Nobody is untouchable.

Another thing I loved is how much depth there is to the world-building. Each country has a sense of culture and history. This isn’t unusual in fantasy novels, of course, but authors don’t always achieve a convincing impression of age and development: it’s easier to define a vibrant now than convey a sense of centuries (or millennia) of history and change. Aurdwynn is a complex tapestry of ethnicities and past invasions, different cultures intertwining – and competing – under its latest rulers. The Empire itself is a relentless colonial machine, oiled in blood and tended to by its armed forces, bureaucracy and spies. Or so it seems: the name the Masquerade is well given; there’s more to the Empire’s leadership than meets the eye.

Seth Dickinson unspools his world-building as carefully as his plot to prevent either from overwhelming you. The narrative is outrageously deft and utterly manipulative. You will be torn in pieces, hopes twisted and feelings exploited at every turn. It isn’t just devastatingly good – it’s devastating, full stop.
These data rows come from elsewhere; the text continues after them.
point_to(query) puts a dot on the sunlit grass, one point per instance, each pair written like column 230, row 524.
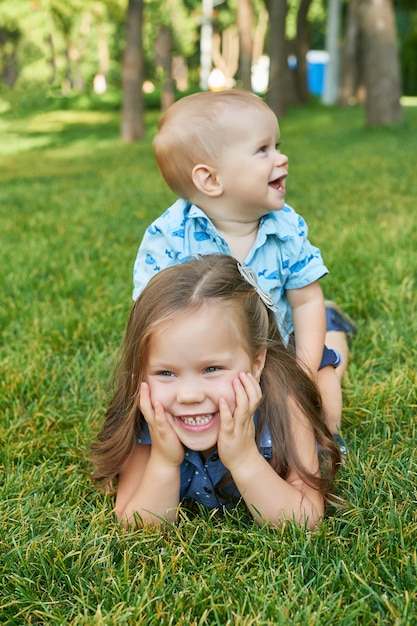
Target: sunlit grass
column 74, row 202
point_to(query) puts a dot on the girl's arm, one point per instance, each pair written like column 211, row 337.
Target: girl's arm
column 149, row 481
column 269, row 497
column 309, row 319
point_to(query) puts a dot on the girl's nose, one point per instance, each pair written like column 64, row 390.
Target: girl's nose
column 189, row 393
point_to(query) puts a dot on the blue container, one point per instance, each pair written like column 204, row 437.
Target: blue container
column 317, row 61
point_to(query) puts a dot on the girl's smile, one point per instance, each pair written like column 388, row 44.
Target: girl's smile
column 192, row 364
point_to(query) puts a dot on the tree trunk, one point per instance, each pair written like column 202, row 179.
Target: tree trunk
column 163, row 49
column 301, row 49
column 278, row 69
column 133, row 127
column 331, row 82
column 349, row 74
column 245, row 22
column 381, row 64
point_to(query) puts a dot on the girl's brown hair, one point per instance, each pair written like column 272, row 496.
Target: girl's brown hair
column 184, row 288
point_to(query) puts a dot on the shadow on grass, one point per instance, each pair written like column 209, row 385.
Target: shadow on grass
column 61, row 129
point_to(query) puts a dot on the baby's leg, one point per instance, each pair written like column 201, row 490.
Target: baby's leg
column 330, row 389
column 337, row 340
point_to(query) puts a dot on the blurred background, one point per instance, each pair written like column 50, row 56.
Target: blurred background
column 135, row 54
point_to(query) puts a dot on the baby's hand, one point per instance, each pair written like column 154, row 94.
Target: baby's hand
column 165, row 442
column 237, row 432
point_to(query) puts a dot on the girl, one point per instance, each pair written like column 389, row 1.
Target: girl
column 211, row 406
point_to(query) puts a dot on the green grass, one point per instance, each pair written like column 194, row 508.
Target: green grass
column 74, row 203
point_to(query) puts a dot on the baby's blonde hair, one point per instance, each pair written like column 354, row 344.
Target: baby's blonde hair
column 193, row 130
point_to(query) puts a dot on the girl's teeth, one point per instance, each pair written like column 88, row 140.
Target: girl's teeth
column 197, row 419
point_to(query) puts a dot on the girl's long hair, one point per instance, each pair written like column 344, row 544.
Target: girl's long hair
column 183, row 288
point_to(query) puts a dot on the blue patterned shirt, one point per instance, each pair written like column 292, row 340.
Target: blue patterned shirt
column 282, row 256
column 199, row 477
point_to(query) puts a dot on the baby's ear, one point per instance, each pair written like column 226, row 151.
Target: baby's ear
column 206, row 181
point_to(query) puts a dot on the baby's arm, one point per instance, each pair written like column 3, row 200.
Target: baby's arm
column 309, row 319
column 268, row 497
column 149, row 482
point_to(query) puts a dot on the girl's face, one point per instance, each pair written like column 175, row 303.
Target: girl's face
column 191, row 364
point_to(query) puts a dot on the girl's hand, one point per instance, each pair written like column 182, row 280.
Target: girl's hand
column 236, row 441
column 165, row 442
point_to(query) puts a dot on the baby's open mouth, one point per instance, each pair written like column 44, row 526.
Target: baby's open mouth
column 278, row 184
column 196, row 420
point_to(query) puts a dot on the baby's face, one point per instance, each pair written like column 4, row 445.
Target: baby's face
column 251, row 168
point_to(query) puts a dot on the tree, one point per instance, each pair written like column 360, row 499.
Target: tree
column 245, row 21
column 381, row 64
column 350, row 57
column 278, row 68
column 133, row 127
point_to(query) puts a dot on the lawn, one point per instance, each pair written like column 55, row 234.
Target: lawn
column 74, row 203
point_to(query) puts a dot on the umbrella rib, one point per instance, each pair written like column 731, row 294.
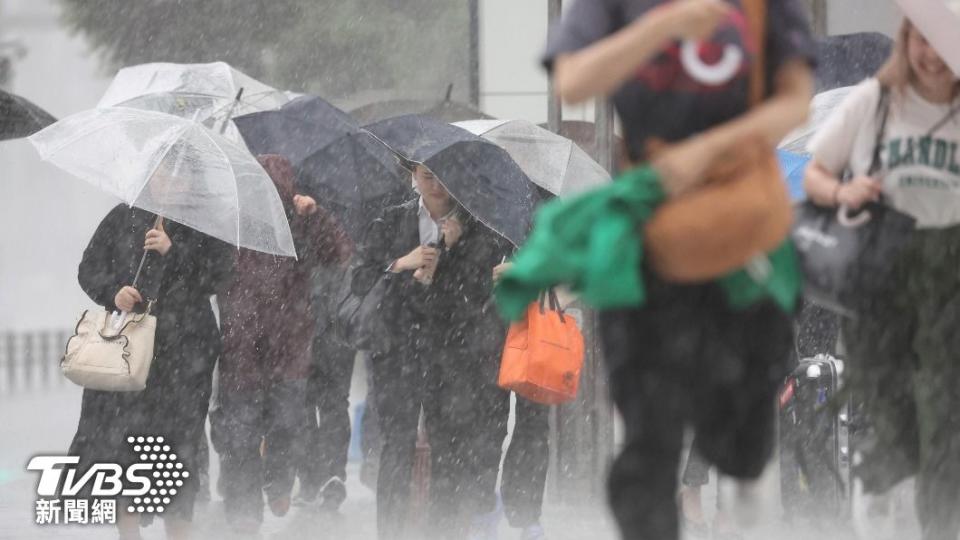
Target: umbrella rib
column 236, row 188
column 153, row 171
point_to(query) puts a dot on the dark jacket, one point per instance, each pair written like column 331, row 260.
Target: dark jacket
column 456, row 309
column 268, row 320
column 187, row 343
column 181, row 282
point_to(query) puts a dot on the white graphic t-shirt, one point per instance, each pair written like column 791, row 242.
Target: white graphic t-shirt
column 920, row 170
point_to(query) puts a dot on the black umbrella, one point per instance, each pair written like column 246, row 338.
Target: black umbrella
column 342, row 166
column 480, row 175
column 445, row 111
column 847, row 59
column 20, row 117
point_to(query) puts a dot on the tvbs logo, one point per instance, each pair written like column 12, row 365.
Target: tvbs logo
column 152, row 482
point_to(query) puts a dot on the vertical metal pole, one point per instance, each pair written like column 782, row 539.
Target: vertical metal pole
column 474, row 60
column 554, row 106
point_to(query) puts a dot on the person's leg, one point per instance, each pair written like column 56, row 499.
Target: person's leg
column 333, row 409
column 284, row 405
column 241, row 466
column 652, row 397
column 398, row 383
column 696, row 474
column 525, row 464
column 371, row 443
column 466, row 415
column 936, row 389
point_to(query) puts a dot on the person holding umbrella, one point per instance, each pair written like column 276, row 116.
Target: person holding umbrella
column 267, row 332
column 441, row 354
column 182, row 269
column 686, row 353
column 902, row 365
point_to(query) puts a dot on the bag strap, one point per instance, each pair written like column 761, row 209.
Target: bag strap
column 883, row 113
column 756, row 14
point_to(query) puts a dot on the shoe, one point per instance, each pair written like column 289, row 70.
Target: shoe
column 332, row 494
column 245, row 526
column 280, row 507
column 533, row 532
column 485, row 526
column 305, row 498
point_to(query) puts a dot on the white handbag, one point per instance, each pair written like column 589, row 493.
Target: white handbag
column 101, row 357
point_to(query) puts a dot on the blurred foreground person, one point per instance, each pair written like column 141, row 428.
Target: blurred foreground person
column 182, row 269
column 903, row 363
column 268, row 328
column 686, row 358
column 440, row 352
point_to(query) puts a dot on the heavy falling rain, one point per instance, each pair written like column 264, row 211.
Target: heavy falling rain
column 480, row 270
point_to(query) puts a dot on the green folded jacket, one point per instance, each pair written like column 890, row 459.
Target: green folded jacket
column 590, row 243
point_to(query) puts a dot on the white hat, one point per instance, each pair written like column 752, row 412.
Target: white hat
column 939, row 22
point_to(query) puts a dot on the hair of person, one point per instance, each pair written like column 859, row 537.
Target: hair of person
column 896, row 73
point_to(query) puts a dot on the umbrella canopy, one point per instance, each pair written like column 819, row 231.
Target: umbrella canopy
column 343, row 167
column 793, row 166
column 480, row 175
column 938, row 21
column 445, row 111
column 203, row 91
column 847, row 59
column 552, row 162
column 175, row 168
column 20, row 117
Because you should know going in: this is a difficult read.

The Traitor Baru Cormorant hovers on the fringes of grimdark: the Empire does not hesitate to entrap, to torture, and to kill. It deliberately sets friends and family against one another – divide and conquer – and it’s happy to buy loyalty (or at least compliance) with guilt and shame. It’s every bit as horrific as the Hexarchate, without the unexpected socially liberal attitudes.

And this is a tale of the Empire’s agents – Baru included – and their efforts to serve it. It repeatedly asks the question of how far Baru is willing to go; and she always has an answer.

And she’s horrifyingly good at what she does.

Whether you love or hate this book may well boil down to how you feel about Baru’s choices. I couldn’t necessarily like Baru, but the story is far too well told for me not to empathise with her and feel ripped to shreds by the choices she must make. That she makes these choices in spite of seeing the Empire for what it is – and in full cognisance of what they will mean for other people – is why the sequel is called The Monster Baru Cormorant.

And I for once can’t wait to read it.


With many, many thanks to Maryam of The Curious SFF Reader for finally getting this off my vague TBR and on to my buddy-reading-it-right-now list!